Reputation: 53
I am creating a spark Dataset by reading a csv file. Further, I need to transform this Dataset[Row] to RDD[Array[String]] for passing it to the FpGrowth(Spark MLLIB).
val df: DataFrame = spark.read.format("csv").option("header", "true").load("/path/to/csv")
val ds: Dataset[Row] = df.groupBy("user").agg(collect_set("values"))
Now, I need to select the column "values" and transform the resultant dataset to RDD[Array[String]].
val rddS: RDD[String] = ds.select(concat_ws(",", col("values")).as("items")).distinct().rdd.map(_.mkString(","))
val rddArray: RDD[Array[String]] = rddS.map(s => s.trim.split(','))
I tried out this approach but not sure if its the best way. Please suggest me a optimal way of achieving this.
Upvotes: 3
Views: 1020
Reputation: 53
I ended up using toSeq approach
val rddArray: RDD[Array[String]] = ds.select("values").rdd.map(r => r.getSeq[String](0).toArray)
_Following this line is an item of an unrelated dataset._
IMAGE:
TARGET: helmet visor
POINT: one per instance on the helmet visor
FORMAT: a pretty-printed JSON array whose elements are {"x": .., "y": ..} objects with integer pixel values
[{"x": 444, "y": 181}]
This was more efficient (faster) for my usecase.
Upvotes: 1
Reputation: 23119
Why not simply use as below, You will reduce the concat_ws
and split
operation.
val rddS:RDD[Array[String]] = ds.select("values")
.distinct()
.rdd.map(r => r.getAs[mutable.WrappedArray[String]](0).toArray)
Upvotes: 0
Reputation: 42422
One-liner:
val rddArray: RDD[Array[String]] = ds.select("values").as[Array[String]].rdd
By the way I'd suggest using dataframe-based Spark ML instead of RDD-based Spark MLLib which is now deprecated. You can use org.apache.spark.ml.fpm.FPGrowth
.
Upvotes: 5